Un important ministre responsable de l'important ministère des Transports du gouvernement Couillard est, depuis peu, souvent mentionné comme pouvant être en lien direct avec des subventions (une subvention, c'est gratis... rien à rembourser) accordées à des proches : attaché politique, compagnie employant sa conjointe...

Pour les subventions données à l'employeur de sa conjointe, le ministre était alors responsable du ministère des Affaires municipales.
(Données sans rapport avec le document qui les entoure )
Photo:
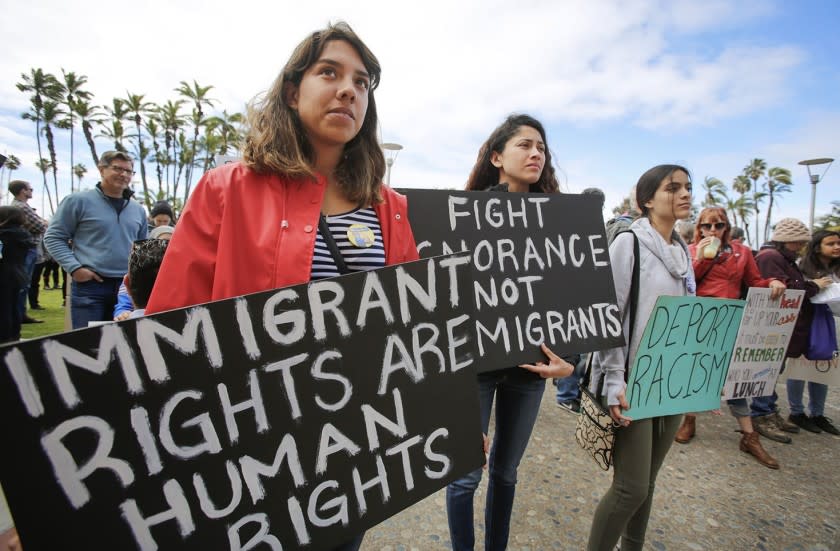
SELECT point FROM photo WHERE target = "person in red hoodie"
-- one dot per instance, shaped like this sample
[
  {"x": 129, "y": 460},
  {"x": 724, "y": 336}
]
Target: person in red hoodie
[
  {"x": 722, "y": 266},
  {"x": 311, "y": 178}
]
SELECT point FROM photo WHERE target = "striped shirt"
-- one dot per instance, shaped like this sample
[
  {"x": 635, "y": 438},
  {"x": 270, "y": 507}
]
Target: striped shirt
[
  {"x": 32, "y": 223},
  {"x": 357, "y": 258}
]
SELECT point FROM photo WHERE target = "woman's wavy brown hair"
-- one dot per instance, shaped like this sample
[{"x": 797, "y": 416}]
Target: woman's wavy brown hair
[
  {"x": 276, "y": 140},
  {"x": 485, "y": 175},
  {"x": 718, "y": 212}
]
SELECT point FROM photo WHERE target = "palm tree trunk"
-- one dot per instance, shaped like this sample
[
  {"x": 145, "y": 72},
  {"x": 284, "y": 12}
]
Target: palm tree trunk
[
  {"x": 53, "y": 159},
  {"x": 86, "y": 130},
  {"x": 767, "y": 219},
  {"x": 41, "y": 156},
  {"x": 72, "y": 164}
]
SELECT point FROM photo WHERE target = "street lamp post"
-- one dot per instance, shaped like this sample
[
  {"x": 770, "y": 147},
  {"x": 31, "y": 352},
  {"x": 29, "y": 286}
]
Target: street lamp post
[
  {"x": 815, "y": 178},
  {"x": 391, "y": 151}
]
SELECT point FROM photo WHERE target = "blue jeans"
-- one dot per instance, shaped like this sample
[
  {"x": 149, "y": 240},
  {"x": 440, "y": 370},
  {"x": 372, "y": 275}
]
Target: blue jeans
[
  {"x": 29, "y": 267},
  {"x": 816, "y": 397},
  {"x": 568, "y": 389},
  {"x": 518, "y": 398},
  {"x": 93, "y": 301},
  {"x": 765, "y": 405}
]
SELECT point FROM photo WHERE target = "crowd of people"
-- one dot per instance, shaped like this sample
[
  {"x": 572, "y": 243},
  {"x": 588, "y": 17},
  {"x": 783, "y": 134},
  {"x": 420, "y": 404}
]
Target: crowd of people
[{"x": 312, "y": 169}]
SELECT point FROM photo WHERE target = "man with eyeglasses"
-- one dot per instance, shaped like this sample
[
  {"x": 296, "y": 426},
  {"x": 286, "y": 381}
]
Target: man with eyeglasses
[
  {"x": 101, "y": 223},
  {"x": 35, "y": 225}
]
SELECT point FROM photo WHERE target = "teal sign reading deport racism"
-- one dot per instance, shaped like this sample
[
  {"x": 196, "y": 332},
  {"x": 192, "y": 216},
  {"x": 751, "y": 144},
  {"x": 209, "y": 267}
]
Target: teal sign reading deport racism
[{"x": 683, "y": 356}]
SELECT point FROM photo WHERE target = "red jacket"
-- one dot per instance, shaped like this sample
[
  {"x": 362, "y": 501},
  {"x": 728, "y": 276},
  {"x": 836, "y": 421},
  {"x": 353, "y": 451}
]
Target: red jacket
[
  {"x": 243, "y": 232},
  {"x": 721, "y": 277}
]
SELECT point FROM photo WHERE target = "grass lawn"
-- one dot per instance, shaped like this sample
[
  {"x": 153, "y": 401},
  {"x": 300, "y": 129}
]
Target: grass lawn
[{"x": 53, "y": 316}]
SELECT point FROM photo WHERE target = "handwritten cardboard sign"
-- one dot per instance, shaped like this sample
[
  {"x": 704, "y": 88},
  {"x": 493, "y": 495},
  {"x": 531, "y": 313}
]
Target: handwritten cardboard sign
[
  {"x": 291, "y": 419},
  {"x": 683, "y": 356},
  {"x": 541, "y": 268},
  {"x": 763, "y": 338}
]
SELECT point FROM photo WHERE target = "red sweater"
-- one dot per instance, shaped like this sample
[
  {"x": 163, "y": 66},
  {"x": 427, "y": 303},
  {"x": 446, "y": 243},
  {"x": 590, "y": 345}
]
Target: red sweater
[
  {"x": 723, "y": 275},
  {"x": 243, "y": 232}
]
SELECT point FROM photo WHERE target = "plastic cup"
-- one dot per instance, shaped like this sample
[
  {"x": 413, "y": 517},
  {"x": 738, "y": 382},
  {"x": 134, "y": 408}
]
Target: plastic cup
[{"x": 710, "y": 250}]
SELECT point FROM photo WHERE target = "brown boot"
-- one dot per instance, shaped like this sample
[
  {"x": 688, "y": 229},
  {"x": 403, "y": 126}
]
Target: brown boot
[
  {"x": 686, "y": 431},
  {"x": 751, "y": 444}
]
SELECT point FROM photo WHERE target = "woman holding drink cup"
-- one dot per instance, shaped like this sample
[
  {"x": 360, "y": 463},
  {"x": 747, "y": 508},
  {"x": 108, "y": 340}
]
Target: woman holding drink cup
[{"x": 722, "y": 267}]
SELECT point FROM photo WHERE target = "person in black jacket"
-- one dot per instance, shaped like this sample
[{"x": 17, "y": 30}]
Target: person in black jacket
[{"x": 16, "y": 243}]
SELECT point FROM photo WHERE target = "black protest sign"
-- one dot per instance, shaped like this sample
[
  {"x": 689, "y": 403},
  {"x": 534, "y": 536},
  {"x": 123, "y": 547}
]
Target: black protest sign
[
  {"x": 541, "y": 268},
  {"x": 289, "y": 419}
]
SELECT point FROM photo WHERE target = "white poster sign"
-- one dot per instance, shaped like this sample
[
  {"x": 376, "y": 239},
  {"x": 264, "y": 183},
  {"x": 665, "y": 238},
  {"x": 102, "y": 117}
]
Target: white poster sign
[{"x": 763, "y": 337}]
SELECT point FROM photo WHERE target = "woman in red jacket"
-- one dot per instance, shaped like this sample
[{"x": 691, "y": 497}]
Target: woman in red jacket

Nathalie Normandeau était aussi ministre des Affaires municipales.

Il serait très intéressant de connaître les salaires, revenus, des proches du ministre (conjointe, attaché politique...) dans ces affaires : ils ont été probablement très grassement payés pour être en mesure de «rendre au précédent» qui leur a fait avoir la subvention.

Le payeur de taxes que je suis serait aussi très intéressé de connaître de QUI ont été achetés les biens et services avec ces subventions : forte probabilité d'y trouver des compagnies affiliées au beau-frère ou payés à gros prix en vue de «rendre au précédent» la part qui lui revient, peut-être?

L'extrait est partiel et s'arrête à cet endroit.